Validity of the findings

The paper reflects, in my view, the state-of-the-art on resampling as possible in a tutorial review. On two points, the main text or supplement could be improved as detailed below in Comments:
1. the null hypothesis testing using bootstrap vs permutation when variances differ.
2. adjustments when only a small number of permutations can be taken e.g. because each run takes long, or interest in very small p-values, for example in the context of multiple testing.
This would make the text quite balanced and complete.

Additional comments

The revision led that to a much improved paper; most of my previous concerns have been taken care of.


L99 add perhaps: “, throughout the paper in the format with first the R code and then its output” [I suggest this as I did not understand this format, for example, that in p316 tally gives this kind of output automatically].

L115 On reading I liked the 75 to be mentioned earlier. “subset of size 75 from all quadrats” or more simply/shorter, and in agreement with line 116-117 , “a random subset of 75 quadrats”.

L135. Perhaps replace by “2 standard deviations is exact for 21 data points, 1.96 for many, many data points”

L320. Add “ given a p-value of 0.13” ?

L344 I found an older reference for residual X-permutation (please check).
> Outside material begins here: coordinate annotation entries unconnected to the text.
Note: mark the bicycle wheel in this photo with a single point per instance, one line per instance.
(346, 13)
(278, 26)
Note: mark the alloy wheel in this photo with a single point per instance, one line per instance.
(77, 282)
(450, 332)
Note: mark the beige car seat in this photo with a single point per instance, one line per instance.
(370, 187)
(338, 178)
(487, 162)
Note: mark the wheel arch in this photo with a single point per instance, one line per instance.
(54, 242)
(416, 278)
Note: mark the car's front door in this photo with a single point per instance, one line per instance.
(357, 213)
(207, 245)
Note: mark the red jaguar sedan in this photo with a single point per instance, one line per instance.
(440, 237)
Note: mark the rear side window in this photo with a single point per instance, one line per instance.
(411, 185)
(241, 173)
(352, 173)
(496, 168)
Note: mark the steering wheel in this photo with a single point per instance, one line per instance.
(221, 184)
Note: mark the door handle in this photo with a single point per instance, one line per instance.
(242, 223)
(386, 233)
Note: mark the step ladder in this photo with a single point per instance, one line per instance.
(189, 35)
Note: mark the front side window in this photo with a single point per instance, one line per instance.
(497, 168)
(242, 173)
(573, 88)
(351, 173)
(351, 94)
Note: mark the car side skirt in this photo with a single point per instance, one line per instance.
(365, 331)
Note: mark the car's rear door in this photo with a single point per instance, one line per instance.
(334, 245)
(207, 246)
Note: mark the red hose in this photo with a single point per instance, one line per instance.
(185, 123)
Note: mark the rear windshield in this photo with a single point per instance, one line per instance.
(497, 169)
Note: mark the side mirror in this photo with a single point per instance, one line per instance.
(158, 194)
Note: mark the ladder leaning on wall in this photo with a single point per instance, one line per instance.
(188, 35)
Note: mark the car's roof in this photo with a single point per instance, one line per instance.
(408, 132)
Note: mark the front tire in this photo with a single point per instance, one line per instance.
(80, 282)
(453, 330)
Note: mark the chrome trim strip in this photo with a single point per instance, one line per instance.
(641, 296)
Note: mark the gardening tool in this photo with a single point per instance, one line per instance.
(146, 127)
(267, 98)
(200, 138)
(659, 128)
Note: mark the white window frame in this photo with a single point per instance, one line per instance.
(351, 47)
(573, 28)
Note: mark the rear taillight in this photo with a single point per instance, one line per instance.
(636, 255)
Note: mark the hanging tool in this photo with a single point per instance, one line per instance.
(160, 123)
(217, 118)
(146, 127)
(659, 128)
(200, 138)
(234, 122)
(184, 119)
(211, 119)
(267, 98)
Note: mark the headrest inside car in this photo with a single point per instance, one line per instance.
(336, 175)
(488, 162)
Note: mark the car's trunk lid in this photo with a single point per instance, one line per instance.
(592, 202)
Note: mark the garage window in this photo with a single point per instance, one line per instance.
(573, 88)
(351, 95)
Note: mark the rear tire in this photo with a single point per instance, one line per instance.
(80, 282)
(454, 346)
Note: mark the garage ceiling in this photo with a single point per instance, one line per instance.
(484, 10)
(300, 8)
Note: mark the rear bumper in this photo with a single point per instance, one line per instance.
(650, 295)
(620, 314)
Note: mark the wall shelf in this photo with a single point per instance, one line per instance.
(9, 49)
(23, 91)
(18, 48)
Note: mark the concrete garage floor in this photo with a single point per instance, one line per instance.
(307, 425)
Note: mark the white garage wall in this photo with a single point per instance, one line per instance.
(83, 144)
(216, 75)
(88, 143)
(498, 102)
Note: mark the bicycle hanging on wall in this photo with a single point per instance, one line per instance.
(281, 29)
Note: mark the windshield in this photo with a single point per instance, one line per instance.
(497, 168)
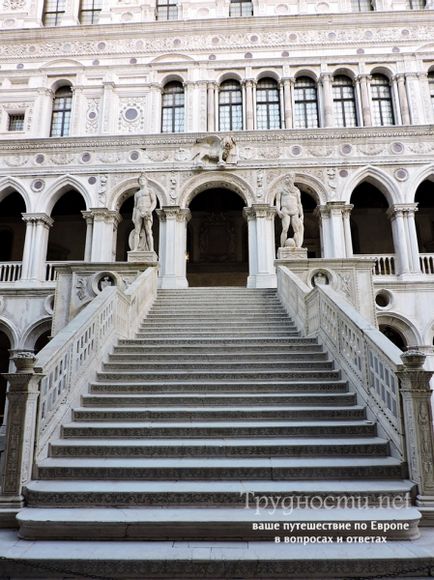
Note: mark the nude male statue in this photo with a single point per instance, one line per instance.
(290, 211)
(145, 201)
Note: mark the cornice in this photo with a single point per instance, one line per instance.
(379, 28)
(424, 133)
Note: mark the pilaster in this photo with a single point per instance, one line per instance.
(173, 246)
(260, 221)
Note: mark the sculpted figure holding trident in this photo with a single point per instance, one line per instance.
(290, 211)
(145, 201)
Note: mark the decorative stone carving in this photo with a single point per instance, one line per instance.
(214, 149)
(145, 202)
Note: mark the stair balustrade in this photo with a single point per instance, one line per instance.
(385, 379)
(63, 371)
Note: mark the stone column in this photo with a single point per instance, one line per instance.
(41, 122)
(250, 114)
(107, 103)
(77, 112)
(17, 460)
(418, 424)
(334, 231)
(402, 217)
(327, 95)
(173, 246)
(260, 220)
(101, 225)
(403, 101)
(89, 235)
(396, 216)
(346, 215)
(35, 246)
(288, 84)
(363, 81)
(211, 116)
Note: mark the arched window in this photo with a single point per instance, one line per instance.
(61, 116)
(167, 10)
(241, 8)
(230, 106)
(90, 11)
(416, 4)
(382, 106)
(362, 5)
(344, 102)
(267, 104)
(53, 12)
(172, 114)
(305, 103)
(431, 87)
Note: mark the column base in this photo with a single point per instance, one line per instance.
(425, 504)
(172, 282)
(292, 253)
(140, 256)
(262, 281)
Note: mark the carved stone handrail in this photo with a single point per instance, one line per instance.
(393, 386)
(369, 361)
(61, 374)
(72, 357)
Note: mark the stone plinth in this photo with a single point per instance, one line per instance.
(292, 253)
(141, 256)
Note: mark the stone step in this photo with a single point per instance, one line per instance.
(219, 468)
(223, 524)
(217, 400)
(219, 375)
(269, 357)
(205, 365)
(227, 387)
(319, 428)
(199, 560)
(196, 323)
(221, 350)
(222, 414)
(218, 333)
(225, 342)
(395, 493)
(278, 447)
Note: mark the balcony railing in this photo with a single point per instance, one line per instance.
(384, 264)
(10, 271)
(426, 263)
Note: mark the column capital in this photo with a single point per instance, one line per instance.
(326, 77)
(45, 92)
(363, 77)
(399, 77)
(259, 210)
(174, 212)
(38, 218)
(398, 209)
(102, 214)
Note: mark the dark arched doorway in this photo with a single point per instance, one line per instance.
(425, 217)
(12, 228)
(370, 226)
(67, 238)
(5, 345)
(394, 336)
(217, 241)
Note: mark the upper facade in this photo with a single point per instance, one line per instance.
(172, 66)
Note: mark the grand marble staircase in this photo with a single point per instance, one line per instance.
(215, 410)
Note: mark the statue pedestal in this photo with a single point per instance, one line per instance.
(142, 256)
(292, 253)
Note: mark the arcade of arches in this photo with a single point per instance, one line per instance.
(218, 246)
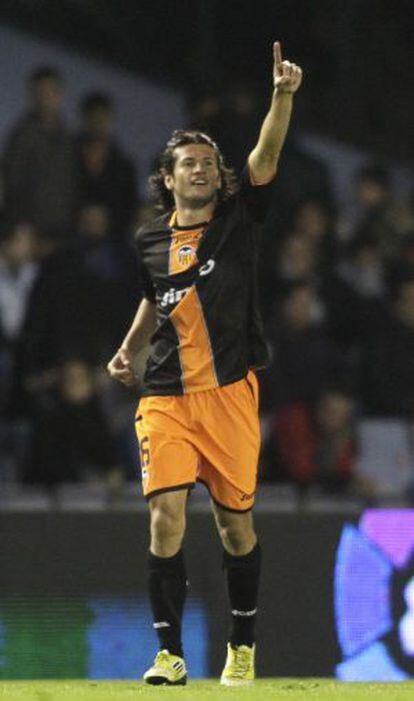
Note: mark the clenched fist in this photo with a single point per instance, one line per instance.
(287, 76)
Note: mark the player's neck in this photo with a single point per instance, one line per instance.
(187, 216)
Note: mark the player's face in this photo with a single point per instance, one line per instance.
(196, 176)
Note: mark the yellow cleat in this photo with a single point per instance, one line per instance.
(239, 667)
(167, 669)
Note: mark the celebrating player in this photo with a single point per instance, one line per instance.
(197, 419)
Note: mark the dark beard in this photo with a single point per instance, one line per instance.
(198, 203)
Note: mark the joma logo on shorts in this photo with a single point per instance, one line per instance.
(173, 296)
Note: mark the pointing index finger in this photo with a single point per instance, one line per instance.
(277, 55)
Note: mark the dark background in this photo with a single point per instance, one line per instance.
(357, 55)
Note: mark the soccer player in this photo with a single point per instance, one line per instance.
(197, 419)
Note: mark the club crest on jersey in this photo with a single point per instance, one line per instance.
(185, 255)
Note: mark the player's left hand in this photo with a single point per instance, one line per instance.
(287, 76)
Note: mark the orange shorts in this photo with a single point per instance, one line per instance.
(211, 437)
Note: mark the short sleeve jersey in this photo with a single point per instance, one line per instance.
(203, 280)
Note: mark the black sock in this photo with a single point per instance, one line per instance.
(243, 574)
(167, 584)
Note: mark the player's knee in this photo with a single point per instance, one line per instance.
(238, 538)
(167, 524)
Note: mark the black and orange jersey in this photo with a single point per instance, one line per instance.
(203, 280)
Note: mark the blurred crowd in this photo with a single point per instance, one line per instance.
(337, 294)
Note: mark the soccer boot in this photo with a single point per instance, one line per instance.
(167, 669)
(239, 667)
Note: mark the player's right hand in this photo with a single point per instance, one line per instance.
(120, 368)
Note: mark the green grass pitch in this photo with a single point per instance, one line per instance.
(263, 689)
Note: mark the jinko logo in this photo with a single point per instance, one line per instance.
(374, 597)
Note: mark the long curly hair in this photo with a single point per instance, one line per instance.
(183, 137)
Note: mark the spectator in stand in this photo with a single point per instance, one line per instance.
(83, 298)
(315, 442)
(304, 359)
(296, 263)
(39, 172)
(377, 210)
(67, 413)
(387, 367)
(18, 272)
(354, 292)
(105, 173)
(313, 220)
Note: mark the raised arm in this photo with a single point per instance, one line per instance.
(287, 78)
(121, 367)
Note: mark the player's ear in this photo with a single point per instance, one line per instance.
(168, 181)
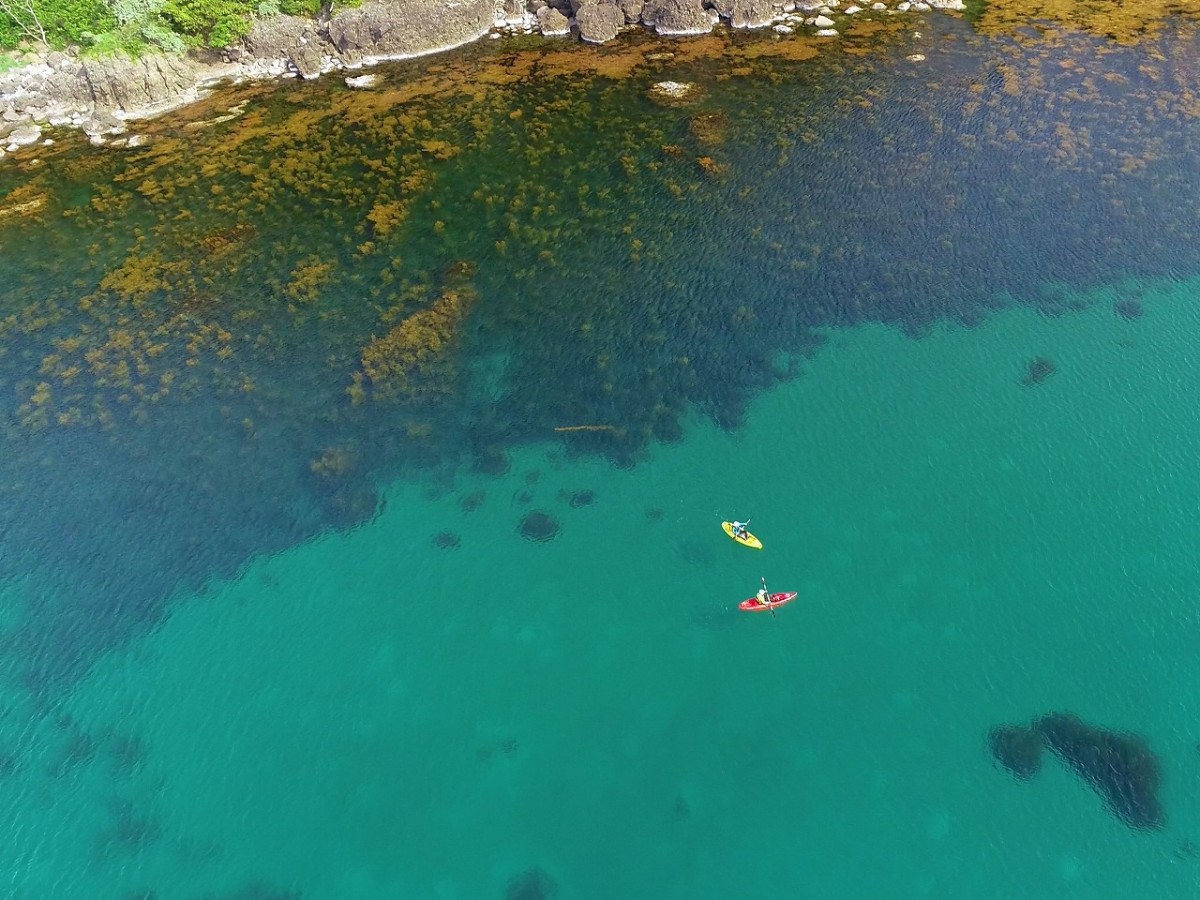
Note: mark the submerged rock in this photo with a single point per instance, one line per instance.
(1120, 766)
(673, 93)
(1018, 749)
(539, 527)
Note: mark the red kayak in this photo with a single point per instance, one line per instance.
(753, 604)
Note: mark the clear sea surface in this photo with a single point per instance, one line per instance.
(293, 639)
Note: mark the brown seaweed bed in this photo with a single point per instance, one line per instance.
(265, 317)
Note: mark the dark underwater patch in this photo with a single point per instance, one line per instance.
(198, 390)
(532, 885)
(1017, 748)
(539, 527)
(1117, 765)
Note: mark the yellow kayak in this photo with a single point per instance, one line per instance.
(749, 540)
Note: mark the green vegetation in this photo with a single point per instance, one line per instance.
(136, 25)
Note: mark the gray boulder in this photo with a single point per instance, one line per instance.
(678, 17)
(121, 83)
(306, 58)
(277, 36)
(23, 136)
(513, 11)
(552, 23)
(409, 28)
(751, 13)
(633, 10)
(599, 22)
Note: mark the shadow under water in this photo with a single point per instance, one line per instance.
(220, 343)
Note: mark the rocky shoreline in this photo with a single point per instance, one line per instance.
(101, 95)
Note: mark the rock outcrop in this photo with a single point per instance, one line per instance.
(61, 89)
(751, 13)
(408, 28)
(129, 85)
(552, 23)
(599, 22)
(679, 17)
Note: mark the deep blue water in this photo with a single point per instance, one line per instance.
(279, 391)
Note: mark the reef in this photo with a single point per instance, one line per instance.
(447, 540)
(1117, 765)
(473, 501)
(579, 499)
(1038, 371)
(532, 885)
(1120, 766)
(539, 527)
(1017, 748)
(1128, 309)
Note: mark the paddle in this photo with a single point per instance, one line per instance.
(771, 606)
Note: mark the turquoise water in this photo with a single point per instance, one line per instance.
(367, 715)
(276, 393)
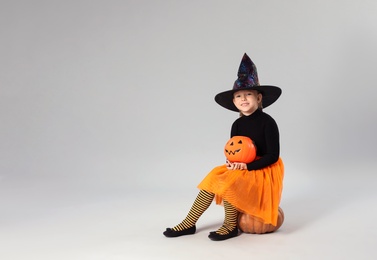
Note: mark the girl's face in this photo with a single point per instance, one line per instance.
(247, 101)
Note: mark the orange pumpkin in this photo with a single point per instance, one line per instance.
(252, 225)
(240, 149)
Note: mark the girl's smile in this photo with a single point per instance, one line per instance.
(247, 101)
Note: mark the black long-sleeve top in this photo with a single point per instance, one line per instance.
(263, 130)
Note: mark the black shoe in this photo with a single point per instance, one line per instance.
(217, 237)
(172, 233)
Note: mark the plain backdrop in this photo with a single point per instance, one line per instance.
(108, 123)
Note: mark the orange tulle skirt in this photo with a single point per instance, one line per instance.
(256, 192)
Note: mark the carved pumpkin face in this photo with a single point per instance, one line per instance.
(240, 149)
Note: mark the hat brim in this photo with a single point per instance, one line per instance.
(270, 95)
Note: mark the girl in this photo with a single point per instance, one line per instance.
(254, 188)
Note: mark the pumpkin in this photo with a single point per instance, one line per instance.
(240, 149)
(252, 225)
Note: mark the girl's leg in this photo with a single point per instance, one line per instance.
(229, 228)
(187, 226)
(201, 204)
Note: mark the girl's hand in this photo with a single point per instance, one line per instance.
(235, 166)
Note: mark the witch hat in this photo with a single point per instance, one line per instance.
(248, 80)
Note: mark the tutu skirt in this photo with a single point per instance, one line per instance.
(256, 192)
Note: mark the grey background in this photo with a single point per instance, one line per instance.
(108, 123)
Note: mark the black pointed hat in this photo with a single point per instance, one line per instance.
(248, 80)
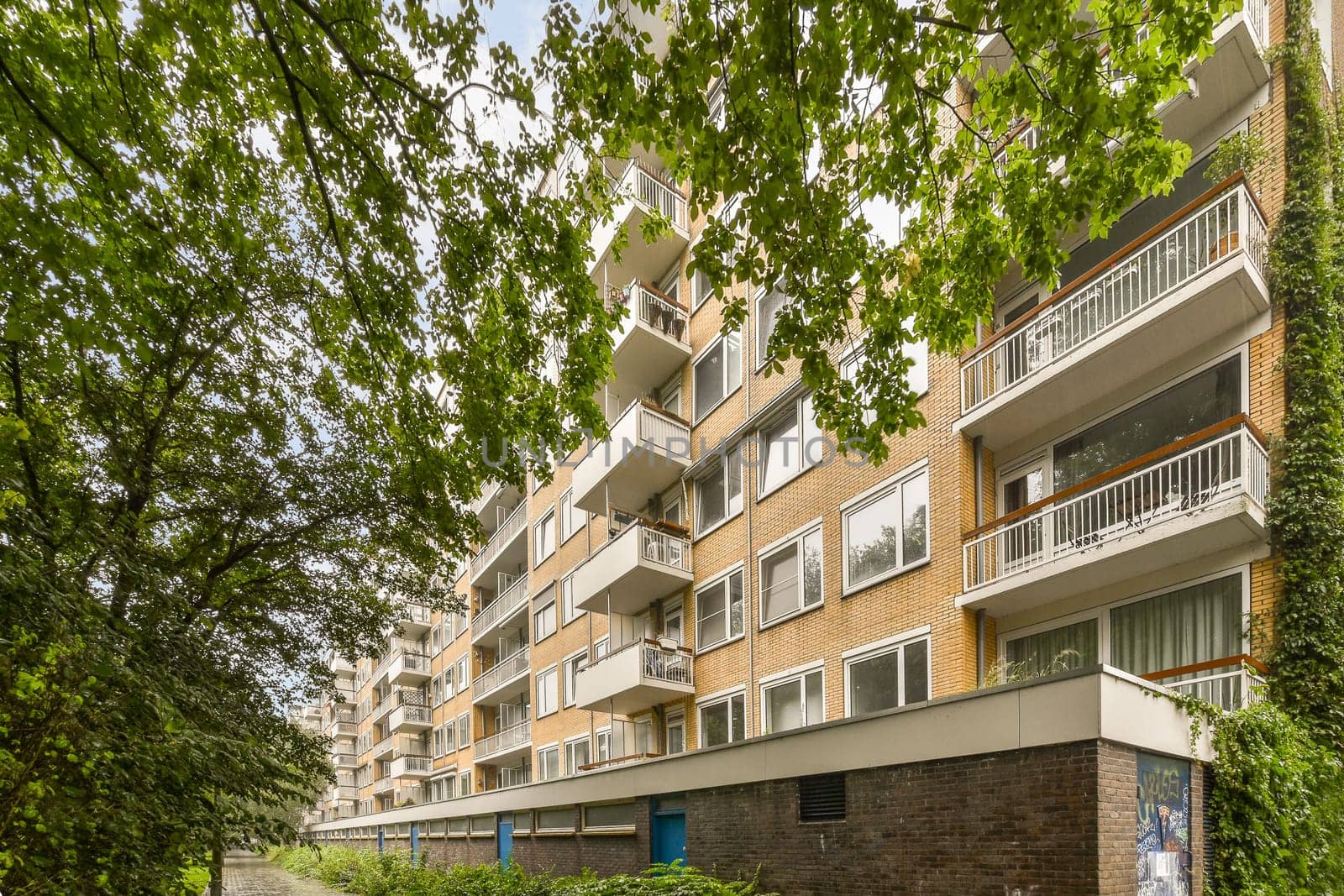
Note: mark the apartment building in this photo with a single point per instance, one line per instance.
(694, 611)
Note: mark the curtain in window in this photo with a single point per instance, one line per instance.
(1178, 629)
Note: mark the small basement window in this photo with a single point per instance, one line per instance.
(609, 817)
(822, 799)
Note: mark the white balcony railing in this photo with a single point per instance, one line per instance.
(1226, 223)
(1233, 683)
(501, 672)
(1225, 461)
(515, 523)
(501, 741)
(654, 194)
(654, 309)
(504, 605)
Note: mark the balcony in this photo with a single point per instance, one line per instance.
(647, 450)
(635, 678)
(414, 620)
(654, 340)
(640, 195)
(407, 718)
(504, 745)
(1194, 497)
(1233, 683)
(1191, 278)
(644, 563)
(506, 680)
(412, 766)
(504, 551)
(504, 607)
(407, 668)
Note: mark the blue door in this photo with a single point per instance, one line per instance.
(669, 836)
(506, 840)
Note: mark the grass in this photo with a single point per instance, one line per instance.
(365, 872)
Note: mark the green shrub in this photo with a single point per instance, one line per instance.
(391, 873)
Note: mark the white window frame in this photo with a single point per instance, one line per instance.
(721, 343)
(1101, 613)
(548, 519)
(551, 671)
(714, 700)
(554, 747)
(732, 458)
(569, 754)
(568, 698)
(539, 607)
(796, 540)
(737, 569)
(797, 676)
(891, 485)
(569, 607)
(889, 645)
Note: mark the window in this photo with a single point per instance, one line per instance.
(543, 617)
(887, 676)
(676, 734)
(548, 683)
(571, 517)
(575, 755)
(793, 703)
(571, 672)
(569, 613)
(718, 493)
(609, 817)
(723, 720)
(917, 375)
(790, 577)
(549, 762)
(543, 537)
(769, 304)
(555, 820)
(886, 531)
(792, 443)
(718, 374)
(464, 728)
(719, 611)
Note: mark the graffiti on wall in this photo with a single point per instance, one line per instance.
(1164, 853)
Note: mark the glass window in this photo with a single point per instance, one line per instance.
(718, 493)
(723, 720)
(548, 698)
(543, 618)
(549, 763)
(1187, 407)
(793, 703)
(613, 815)
(543, 537)
(571, 671)
(575, 755)
(891, 678)
(718, 374)
(1070, 647)
(887, 532)
(569, 613)
(769, 305)
(719, 611)
(790, 577)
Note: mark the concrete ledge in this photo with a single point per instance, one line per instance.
(1097, 703)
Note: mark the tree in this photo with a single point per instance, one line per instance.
(239, 241)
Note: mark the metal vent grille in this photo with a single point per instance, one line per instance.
(822, 799)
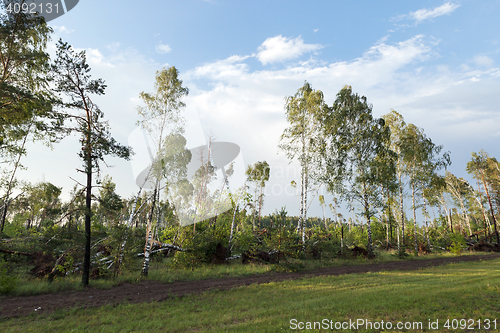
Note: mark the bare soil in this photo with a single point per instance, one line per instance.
(150, 291)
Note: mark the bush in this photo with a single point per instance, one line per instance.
(457, 244)
(8, 282)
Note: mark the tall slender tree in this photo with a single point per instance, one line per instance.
(259, 174)
(73, 80)
(421, 158)
(298, 141)
(356, 153)
(162, 120)
(479, 168)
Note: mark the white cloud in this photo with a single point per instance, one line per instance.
(425, 14)
(281, 48)
(62, 30)
(483, 61)
(163, 48)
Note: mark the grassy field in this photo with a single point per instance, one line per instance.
(161, 271)
(469, 291)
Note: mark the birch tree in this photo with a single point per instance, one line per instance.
(479, 168)
(421, 162)
(298, 140)
(356, 155)
(258, 174)
(161, 118)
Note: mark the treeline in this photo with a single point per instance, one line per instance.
(372, 166)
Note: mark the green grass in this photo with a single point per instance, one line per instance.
(160, 271)
(462, 291)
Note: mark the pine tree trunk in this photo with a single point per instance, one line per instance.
(414, 219)
(402, 210)
(88, 212)
(149, 234)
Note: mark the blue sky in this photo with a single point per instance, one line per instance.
(435, 62)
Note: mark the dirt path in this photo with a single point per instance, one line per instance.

Please add in front of Dekker et al 2007: (Collins 1987): Collins MF. 1987. A permutation test for planar regression. Australian Journal of Statistics 29:303-308.

L593. “Models that use random effects to model correlation offer substantial advantages when interest lies in predictors that vary within a cluster (Muff et al., 2016).” This statement is strictly true for binary response, but not for normal or Poisson distributions. For the latter, one can simply add a factor ‘cluster’ to the LM/GLM. For the statement to be true I would change to: “when interest lies in predictors that vary both within and between clusters”.

L600 “Alternatively, Warton et al. (2017) proposed bootstrapping probability integral transform (PIT-) residuals as a general method appropriate for non-independent data.”. I do not think so. Change “non-independent” to “non-normal”.

L255-392 On Fig. 4 and the null hypothesis and bootstrap vs permutation. The variances in Fig.4 differ greatly between groups. I missed something on the topic, namely that the null distribution using permutation comes from the null hypothesis that the two distributions are equal. The null hypothesis is thus, strictly speaking, not solely on mu. It is the test statistic that makes that the test has power for particular alternatives. Here the test statistic has power against differences in means, but it is might have inflated type I error if the variances differ (and the true means happen to be equal). Compare the Behrens-Fisher problem and papers that show that differences in variance lead to liberal tests on the mean. This aspect works in favor of the bootstrap test in which only the mean is shifted. Please consider what you can communicate on this, in the main text or supplementary. Related to this: you make no difference between approximate and exact resampling tests; perhaps better to leave the paper in this respect as is.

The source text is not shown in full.